Military analyst Igor Korotchenko pointed to Washington's double standards with regard to the deal on weapons-grade plutonium.
"The United States promotes signing agreements only in those areas it can benefit from. In an opposite case, the US simply does not fulfil its obligations," he told Russian TV-channel Zvezda. "The non-compliance with this deal once again points to Washington's devil-may-care attitude when it comes to its own promises and international law."
The Plutonium Management and Disposition Agreement was signed in 2000 and updated in 2010. The Plutonium Disposition Protocol signed by Russian Foreign Minister Sergey Lavrov and then US Secretary of State Hillary Rodham Clinton on April 13, 2010, reaffirmed that both countries were committed to "transparently" disposing surplus weapons-grade plutonium "from their respective defense programs, thereby preventing the plutonium from ever being reused for weapons or any other military purpose."
"However, virtually right away the US made attempts to revise disposal strategies," Zvezda asserted. "In particular, new plans were unveiled under which plutonium was supposed to be buried and not irradiated."
According to Zvezda, Russian experts were against storing plutonium in underground facilities, arguing that its disposal would not be irreversible. "In other words, this plutonium could be once again used to produce weapons," the TV channel said.
Earlier this year, three experts from Stanford also said that burying nuclear waste was a risk-prone strategy that had to be revised.
Putin also warned that the dilution and disposal method, which Washington now wants to use, allows nuclear fuel to retain its "breakout potential," meaning that "it can be extracted, processed and weaponized again. That is not what we agreed on."

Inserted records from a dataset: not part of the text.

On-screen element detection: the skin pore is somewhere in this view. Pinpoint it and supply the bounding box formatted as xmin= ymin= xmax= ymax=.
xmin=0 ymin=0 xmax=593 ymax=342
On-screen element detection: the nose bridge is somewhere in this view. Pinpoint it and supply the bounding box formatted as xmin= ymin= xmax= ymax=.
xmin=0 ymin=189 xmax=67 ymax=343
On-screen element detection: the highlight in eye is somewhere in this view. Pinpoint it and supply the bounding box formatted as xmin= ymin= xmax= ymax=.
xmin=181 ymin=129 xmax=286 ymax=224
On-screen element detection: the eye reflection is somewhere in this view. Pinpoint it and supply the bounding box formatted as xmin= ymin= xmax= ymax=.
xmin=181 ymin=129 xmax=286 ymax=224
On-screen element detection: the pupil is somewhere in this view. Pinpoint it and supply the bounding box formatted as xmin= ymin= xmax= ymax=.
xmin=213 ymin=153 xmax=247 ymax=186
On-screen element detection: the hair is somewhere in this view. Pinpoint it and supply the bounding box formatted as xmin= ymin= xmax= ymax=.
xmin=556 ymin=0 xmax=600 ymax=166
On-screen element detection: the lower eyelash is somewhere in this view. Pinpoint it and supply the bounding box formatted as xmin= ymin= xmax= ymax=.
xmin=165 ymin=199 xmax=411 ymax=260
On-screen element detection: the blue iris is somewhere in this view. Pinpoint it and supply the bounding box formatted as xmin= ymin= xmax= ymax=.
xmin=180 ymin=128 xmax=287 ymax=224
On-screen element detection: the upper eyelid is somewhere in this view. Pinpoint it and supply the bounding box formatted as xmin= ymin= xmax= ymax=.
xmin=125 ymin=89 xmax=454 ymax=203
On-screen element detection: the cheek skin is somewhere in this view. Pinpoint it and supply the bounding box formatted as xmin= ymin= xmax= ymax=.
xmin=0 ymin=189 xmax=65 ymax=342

"However, the 'plutonium bluff' was not the only reason which prompted Russia to [suspend] the PMDA," Zvezda noted. "The United States has lately made steps leading to changes in strategic stability. In particular, [Washington] has scaled up its military presence in Eastern Europe" as part of NATO's increasingly assertive stance close to Russia's borders.
In the last two years, the North Atlantic Alliance has created additional command and control centers in post-Soviet nations, deployed additional troops on a rotational basis to the region and drastically enhanced its war-gaming.